Here’s what Mary-Claire shared with us:
- What was the topic you chose and how did you come up with it?
I have chosen a sensory impairment to investigate. I investigated vision impairments. focusing on vision impairments in elderly people. The social issue I have chosen to investigate is Isolation and loneliness. I also focused on how isolation and loneliness affect the elderly.
I shortlisted a few topics based on the conditions of the people I’m working with. I narrowed it down by thinking about the needs and what the impacts of the conditions are to the people we support. I ran it past my manager and Apprenticeship Advisor and we all agreed.
- Why is this topic important to you?
Vision impairment and social isolation or loneliness impacts many elderly people. I see it every day at work. I knew there was a lot of research available and organisations that I could work with. During the course of the research, I worked with the local Red Cross and the Blind Foundation. The Blind Foundation has a monthly local support group. I met with the organisers and developed connections.
- How did you find the research journey?
It was a good journey. We’re supposed to take 3 months to complete and I did just slightly over that to get everything sent. I found it went quite quickly. I took the online questionnaire option. I found it quite helpful because it’s systematic, it’s my style and that is how I want to work.
In that questionnaire, there was a lot of helpful support, examples and information that if you follow you can’t go wrong. I went one bite at a time, followed it through and got there in the end.
- What were the findings and learnings?
The vision impairment technical aspects are pretty black and white. There was a lot of information about it. But because you know more you can put in place specific support for individuals.
I found I learned more about isolation and loneliness through this research. I was surprised at how widespread it is. It gave me more empathy for people and understanding. Again I learned how to put in place specific support and I have learned more strategies on helping them.

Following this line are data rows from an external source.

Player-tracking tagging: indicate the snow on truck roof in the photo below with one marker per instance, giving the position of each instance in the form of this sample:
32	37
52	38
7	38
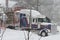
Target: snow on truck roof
34	13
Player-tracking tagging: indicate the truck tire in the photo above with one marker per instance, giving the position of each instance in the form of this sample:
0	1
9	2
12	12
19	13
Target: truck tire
43	33
11	27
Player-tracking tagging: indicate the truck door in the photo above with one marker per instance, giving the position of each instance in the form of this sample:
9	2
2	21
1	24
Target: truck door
23	20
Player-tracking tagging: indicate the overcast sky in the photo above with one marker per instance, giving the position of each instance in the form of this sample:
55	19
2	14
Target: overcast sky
11	3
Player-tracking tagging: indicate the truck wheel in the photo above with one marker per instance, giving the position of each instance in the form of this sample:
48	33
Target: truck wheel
43	33
11	27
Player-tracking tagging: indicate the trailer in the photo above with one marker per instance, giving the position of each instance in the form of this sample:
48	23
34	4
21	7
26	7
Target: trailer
33	20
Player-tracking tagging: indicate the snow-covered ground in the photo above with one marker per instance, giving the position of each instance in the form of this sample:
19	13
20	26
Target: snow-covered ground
21	35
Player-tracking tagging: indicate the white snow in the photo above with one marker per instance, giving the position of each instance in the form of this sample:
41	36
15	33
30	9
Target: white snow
19	35
34	13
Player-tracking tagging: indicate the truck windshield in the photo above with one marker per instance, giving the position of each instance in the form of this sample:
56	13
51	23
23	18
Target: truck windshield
44	20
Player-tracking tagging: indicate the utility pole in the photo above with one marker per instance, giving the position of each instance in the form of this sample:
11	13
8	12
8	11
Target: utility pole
37	5
6	6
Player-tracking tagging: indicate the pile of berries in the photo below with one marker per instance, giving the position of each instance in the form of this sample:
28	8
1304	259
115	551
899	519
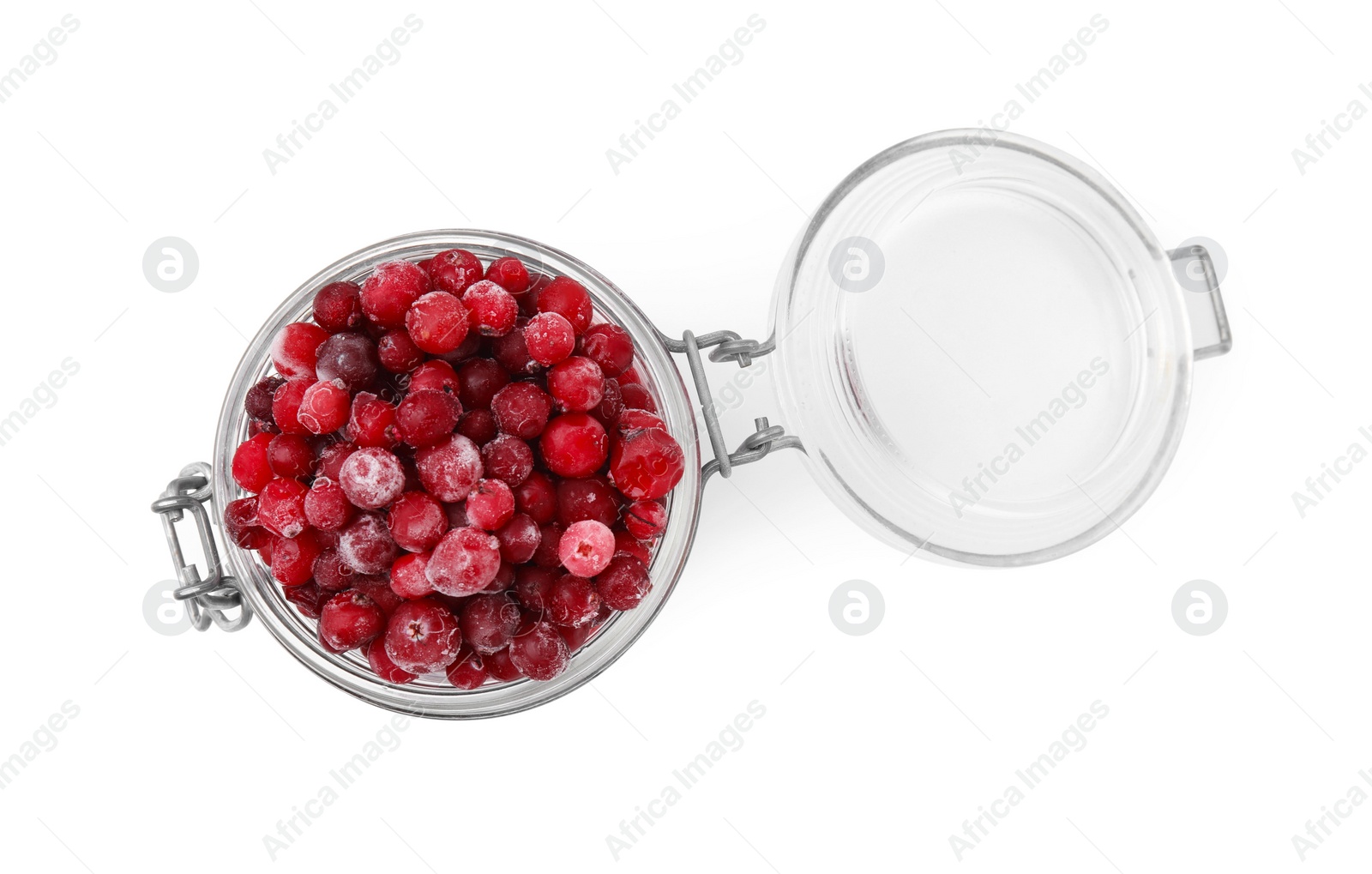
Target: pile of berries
454	468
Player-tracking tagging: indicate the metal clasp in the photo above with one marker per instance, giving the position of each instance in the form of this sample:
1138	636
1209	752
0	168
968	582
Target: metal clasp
729	346
206	599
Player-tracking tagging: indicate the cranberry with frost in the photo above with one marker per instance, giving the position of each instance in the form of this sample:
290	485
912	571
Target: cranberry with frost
576	445
251	468
464	562
388	292
623	583
367	545
416	521
423	637
372	478
350	619
549	338
294	349
450	468
541	652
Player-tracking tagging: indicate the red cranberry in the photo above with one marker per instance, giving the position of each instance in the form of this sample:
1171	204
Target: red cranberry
569	299
541	652
489	622
372	478
623	583
493	309
549	338
350	619
454	270
423	637
610	346
338	306
573	601
449	469
390	291
425	418
418	521
509	274
251	468
436	322
367	545
587	548
464	562
645	519
539	497
294	349
521	409
382	665
327	505
479	379
286	405
490	503
292	558
576	445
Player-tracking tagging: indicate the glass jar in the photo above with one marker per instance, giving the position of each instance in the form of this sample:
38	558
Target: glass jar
917	320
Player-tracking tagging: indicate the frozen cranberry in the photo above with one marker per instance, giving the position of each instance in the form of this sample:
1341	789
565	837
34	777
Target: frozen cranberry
251	468
576	445
286	405
338	306
324	407
454	270
240	524
390	291
294	347
382	665
490	503
281	508
258	401
489	622
309	599
508	459
408	576
423	637
327	505
509	274
464	562
645	519
592	497
519	538
372	478
367	545
610	346
292	558
587	548
573	601
418	521
569	299
500	667
436	322
539	497
541	652
521	409
635	397
479	379
549	338
468	672
645	462
331	572
350	619
450	468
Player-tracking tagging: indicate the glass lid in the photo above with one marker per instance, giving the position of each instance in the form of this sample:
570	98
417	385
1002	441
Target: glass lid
984	350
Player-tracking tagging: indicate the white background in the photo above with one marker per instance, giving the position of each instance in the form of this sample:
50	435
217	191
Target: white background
875	750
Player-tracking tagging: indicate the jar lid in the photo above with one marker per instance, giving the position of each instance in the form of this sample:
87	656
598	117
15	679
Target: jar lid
983	349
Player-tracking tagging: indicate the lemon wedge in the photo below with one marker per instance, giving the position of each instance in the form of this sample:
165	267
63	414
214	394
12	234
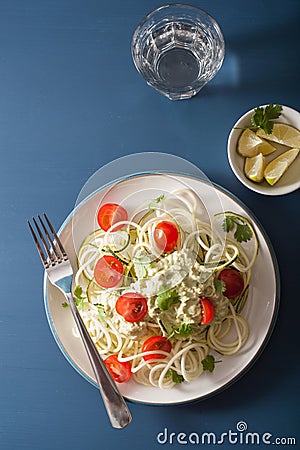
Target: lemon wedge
278	166
283	134
250	144
254	168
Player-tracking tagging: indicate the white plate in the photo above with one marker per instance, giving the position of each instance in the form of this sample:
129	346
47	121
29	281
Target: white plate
290	181
260	311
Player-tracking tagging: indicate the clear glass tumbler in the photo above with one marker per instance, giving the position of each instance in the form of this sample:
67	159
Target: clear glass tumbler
177	49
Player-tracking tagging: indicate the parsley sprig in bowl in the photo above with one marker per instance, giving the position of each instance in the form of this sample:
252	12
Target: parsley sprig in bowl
255	146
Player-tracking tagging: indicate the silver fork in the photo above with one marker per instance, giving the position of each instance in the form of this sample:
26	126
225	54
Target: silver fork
59	271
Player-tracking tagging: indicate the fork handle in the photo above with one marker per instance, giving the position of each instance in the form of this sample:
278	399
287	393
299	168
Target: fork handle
115	404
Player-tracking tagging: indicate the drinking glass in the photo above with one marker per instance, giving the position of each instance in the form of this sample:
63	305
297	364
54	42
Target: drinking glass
178	48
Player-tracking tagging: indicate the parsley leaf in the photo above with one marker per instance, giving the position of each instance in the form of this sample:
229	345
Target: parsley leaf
184	330
78	297
154	203
176	377
263	117
208	363
166	299
243	232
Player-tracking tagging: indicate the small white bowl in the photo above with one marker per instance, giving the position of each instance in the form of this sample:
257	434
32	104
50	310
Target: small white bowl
290	181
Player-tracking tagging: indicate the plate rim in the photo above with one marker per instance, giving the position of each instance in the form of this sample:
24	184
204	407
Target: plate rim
270	329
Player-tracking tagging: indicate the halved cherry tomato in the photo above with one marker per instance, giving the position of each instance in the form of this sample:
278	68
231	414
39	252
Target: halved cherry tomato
234	282
119	370
156	343
109	214
108	271
132	306
207	311
166	235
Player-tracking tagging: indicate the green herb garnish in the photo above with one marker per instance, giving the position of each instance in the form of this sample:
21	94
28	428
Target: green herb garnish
78	297
154	203
263	117
176	377
166	299
243	232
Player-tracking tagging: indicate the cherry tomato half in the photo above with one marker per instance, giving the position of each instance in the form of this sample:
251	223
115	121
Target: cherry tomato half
166	235
234	282
132	306
108	271
109	214
207	311
156	343
119	370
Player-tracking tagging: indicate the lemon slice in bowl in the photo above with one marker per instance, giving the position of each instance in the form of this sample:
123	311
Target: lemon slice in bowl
249	144
278	166
282	133
254	168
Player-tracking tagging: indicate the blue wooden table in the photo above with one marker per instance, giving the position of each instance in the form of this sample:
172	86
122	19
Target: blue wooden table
72	101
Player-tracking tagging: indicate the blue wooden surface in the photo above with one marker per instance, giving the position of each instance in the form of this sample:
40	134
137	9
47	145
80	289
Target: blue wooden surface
70	102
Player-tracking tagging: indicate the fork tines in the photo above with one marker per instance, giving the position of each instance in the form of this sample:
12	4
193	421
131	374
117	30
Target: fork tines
47	242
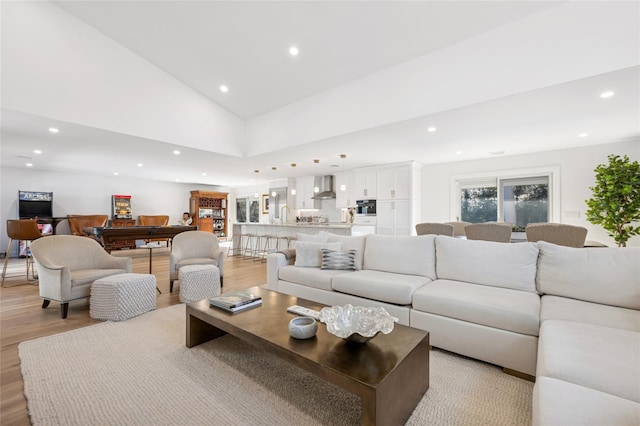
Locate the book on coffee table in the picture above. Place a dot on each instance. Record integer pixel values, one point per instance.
(236, 301)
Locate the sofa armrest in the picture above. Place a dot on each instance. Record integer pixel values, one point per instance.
(275, 261)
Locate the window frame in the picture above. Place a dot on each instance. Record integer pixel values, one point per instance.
(459, 181)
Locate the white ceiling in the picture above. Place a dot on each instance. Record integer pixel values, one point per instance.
(244, 45)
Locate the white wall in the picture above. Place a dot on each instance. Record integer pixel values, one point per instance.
(91, 194)
(576, 176)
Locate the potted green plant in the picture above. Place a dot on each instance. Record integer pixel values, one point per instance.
(616, 198)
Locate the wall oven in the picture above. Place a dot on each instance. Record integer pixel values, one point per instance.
(366, 207)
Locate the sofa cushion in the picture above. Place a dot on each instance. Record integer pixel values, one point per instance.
(602, 358)
(609, 275)
(556, 402)
(381, 286)
(333, 259)
(309, 255)
(563, 308)
(409, 255)
(349, 243)
(311, 277)
(88, 276)
(505, 309)
(507, 265)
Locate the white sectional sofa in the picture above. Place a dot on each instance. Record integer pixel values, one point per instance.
(570, 317)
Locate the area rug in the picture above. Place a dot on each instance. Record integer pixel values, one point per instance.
(139, 372)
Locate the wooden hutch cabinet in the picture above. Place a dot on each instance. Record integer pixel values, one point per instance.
(209, 212)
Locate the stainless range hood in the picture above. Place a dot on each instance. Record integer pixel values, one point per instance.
(325, 184)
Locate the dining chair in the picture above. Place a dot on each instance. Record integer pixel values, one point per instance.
(21, 230)
(499, 232)
(557, 233)
(434, 229)
(458, 228)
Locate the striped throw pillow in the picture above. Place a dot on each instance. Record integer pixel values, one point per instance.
(344, 260)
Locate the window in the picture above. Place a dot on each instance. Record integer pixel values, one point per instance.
(518, 200)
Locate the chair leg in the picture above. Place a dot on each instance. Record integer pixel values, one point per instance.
(64, 309)
(6, 260)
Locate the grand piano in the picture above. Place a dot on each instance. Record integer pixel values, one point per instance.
(109, 235)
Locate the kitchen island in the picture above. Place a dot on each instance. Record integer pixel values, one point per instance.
(280, 235)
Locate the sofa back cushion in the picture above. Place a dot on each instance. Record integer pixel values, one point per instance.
(610, 276)
(506, 265)
(348, 242)
(411, 255)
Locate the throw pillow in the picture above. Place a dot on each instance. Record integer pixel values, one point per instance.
(308, 254)
(343, 260)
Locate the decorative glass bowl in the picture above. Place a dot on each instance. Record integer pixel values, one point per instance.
(357, 323)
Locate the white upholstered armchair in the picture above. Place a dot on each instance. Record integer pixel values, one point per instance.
(194, 248)
(68, 265)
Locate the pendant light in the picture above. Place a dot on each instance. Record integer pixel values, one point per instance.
(293, 190)
(343, 187)
(315, 188)
(256, 181)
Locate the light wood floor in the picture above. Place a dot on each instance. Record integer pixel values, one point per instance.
(22, 318)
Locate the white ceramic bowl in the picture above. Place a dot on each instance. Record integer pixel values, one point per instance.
(303, 328)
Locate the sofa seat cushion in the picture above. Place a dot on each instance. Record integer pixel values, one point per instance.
(311, 277)
(602, 358)
(609, 275)
(383, 286)
(501, 308)
(88, 276)
(196, 261)
(504, 265)
(408, 255)
(562, 308)
(556, 402)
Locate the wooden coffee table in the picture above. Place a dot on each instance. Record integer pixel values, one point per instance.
(390, 373)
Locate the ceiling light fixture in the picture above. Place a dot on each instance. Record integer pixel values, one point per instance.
(255, 194)
(315, 188)
(293, 190)
(343, 187)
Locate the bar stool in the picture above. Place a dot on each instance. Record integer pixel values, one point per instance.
(21, 230)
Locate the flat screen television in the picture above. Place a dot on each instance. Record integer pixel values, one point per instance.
(31, 204)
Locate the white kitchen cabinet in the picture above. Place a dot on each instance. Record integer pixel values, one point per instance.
(394, 217)
(395, 183)
(344, 198)
(365, 184)
(304, 192)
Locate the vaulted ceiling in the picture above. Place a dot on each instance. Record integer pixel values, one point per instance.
(130, 82)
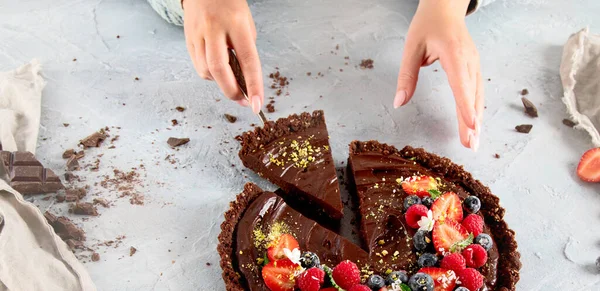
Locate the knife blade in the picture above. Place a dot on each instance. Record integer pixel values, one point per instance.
(239, 77)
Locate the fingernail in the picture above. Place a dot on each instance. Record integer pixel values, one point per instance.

As an example, one of the people I support have all three of the conditions I have researched for this assignment. This resident has a vision impairment, suffers from feelings of isolation and loneliness and has depression. I talked to the resident about the service the Red Cross has to provide volunteers to visit people in rest homes. She was keen to try this and to have someone visit her. I contacted our local Red Cross office and met with their volunteers’ coordinator. We arranged for a volunteer to start visiting her so has something to look forward to.
- How did your findings and learnings affect the way you do your job now?
I realised that a lot of people try to hide their loneliness because of the stigma. Knowing that, I’ve become more mindful about the people and it made me more aware. Now I’m looking for signs of it, looking for cues and asking why. I’m also able to share my learnings with our team.
- What would you say to apprentices who are approaching their own research projects?
In the first instance, take your time to find the right topic and you’ll be fine. Think of something that you can put into place, that is significant to your organisation. Pick a topic that you can learn from and actually use. Follow the steps on the questionnaire if that’s your preferred option. Just get started even if it seems daunting.
There is also an option to deliver your Exceed research project through an oral presentation. Have a chat with your Apprenticeship Advisor or Assessor if this is something you want to explore. There are supports in place to help you succeed so do not hesitate to seek advice and tap into these supports.